When I play 30 on my four different systems the songs sound slightly different, and each makes me feel different. 30 also makes me feel different depending on which room I’m listening in, and how loud I’m playing it. If I play “My Little Love” in the den, my largest listening room, on my Bluesound Powernode 2i with Klipsch RP-5000F speakers at a loud volume I feel surrounded by music and singing. It feels closest to what I imagine hearing Adele in a small club might sound like. It also has the greatest emotional impact. And this is just streaming the song via Spotify. I believe part of this experience is due to the acoustics of the room and partly due to the Klipsch speakers, which seem particularly good for vocals.

When I play the CD in my computer room, which is probably 12×20, using the Bose 301-V speakers connected to a Yamaha WXA-50 amplifier/DAC and Pioneer DV-563A CD player it sounds almost as good, but has a much less emotional impact. The soundstage is good, but I have to keep the speakers up high on top of Billy bookcases from Ikea. I hear more bass, probably because of the 8″ woofers, and the speakers being close to the wall. It’s a really good sound, and I hear different things in the recordings that I don’t notice in the den.

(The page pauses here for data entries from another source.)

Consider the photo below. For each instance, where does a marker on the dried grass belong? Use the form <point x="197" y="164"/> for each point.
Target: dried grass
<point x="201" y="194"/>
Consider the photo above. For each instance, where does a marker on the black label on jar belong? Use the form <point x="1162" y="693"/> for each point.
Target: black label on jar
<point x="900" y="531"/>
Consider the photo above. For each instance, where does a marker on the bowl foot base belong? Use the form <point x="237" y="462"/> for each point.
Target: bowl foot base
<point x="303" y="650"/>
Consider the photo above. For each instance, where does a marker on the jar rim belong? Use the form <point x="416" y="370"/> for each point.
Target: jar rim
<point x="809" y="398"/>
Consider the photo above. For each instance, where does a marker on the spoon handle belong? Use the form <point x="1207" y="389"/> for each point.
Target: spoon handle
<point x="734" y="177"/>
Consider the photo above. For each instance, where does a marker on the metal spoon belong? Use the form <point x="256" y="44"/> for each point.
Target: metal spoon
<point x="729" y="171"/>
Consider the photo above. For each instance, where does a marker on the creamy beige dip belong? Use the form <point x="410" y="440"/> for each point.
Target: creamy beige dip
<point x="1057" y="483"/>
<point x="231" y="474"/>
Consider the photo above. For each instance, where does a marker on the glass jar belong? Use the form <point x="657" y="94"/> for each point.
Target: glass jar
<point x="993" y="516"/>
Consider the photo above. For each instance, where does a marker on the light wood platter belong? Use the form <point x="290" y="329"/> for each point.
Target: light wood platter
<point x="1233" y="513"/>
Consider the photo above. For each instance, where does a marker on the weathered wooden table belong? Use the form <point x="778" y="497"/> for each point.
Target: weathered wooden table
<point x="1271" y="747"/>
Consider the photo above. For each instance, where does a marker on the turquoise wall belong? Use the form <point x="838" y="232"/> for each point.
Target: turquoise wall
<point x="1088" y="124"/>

I also have another system in the computer room, an Arylic A50+ streaming amplifier with Sony SSCS-5 speakers. It has a brighter sound, still surprisingly pleasing for such a low-cost system and 30 makes me feel different listening to it. Finally, I have two paired Echo Studios in my bedroom. If I play them loud enough, I hear a slightly different sound, where I notice even other details, especially since I listen to these speakers as I fall to sleep and often wake up hearing music in a dreamy state.

In all four systems, I sometimes focus on the music, sometimes on Adele’s voice, and sometimes on Adele’s words. Sometimes I even think about how the song sounds compared to other music eras.

When I listen to music I concentrate on it with the same intensity I concentrate on a movie at the theater. If I’m in the right mood, I achieve a kind of reverie where I forget my body and that heightens my thoughts and senses. I can’t get any of my friends to listen to music with me. They all like listening to music when they are doing something, and think it’s weird I want to zone out. I remember when I was young, I’d listen with other people and we’d all space out like we were in an opium den. Of course, we were smoking dope back then. (I remember getting one older guy high who loved music and he claimed he heard things he never noticed before. But wasn’t it always there? Isn’t it just a matter of paying attention?)

I’m sure we all hear music differently. But I keep wanting to hear more as if my current equipment is leaving out sounds I should be hearing. Listening to audiophile reviewers makes me wonder how much I’m missing. I keep thinking my experience would be greater if I only bought more expensive equipment. But that might be me fooling myself.

I keep telling myself I will find more if I just listen with a greater focus on the equipment I already have. I keep telling myself I will hear more if I read and study how the music was put together. I keep telling myself I will hear more if I keep asking “What am I hearing?” I spend too much time watching reviewers of stereo equipment when I should be watching videos or reading books by people who study the music. That what I hear will be improved by upgrading my brain with training. That what I’m hearing is mostly determined in my brain.

(Yet, I yearn for a Cambridge EVO 150 and Klipsch Cornwall IV speakers.)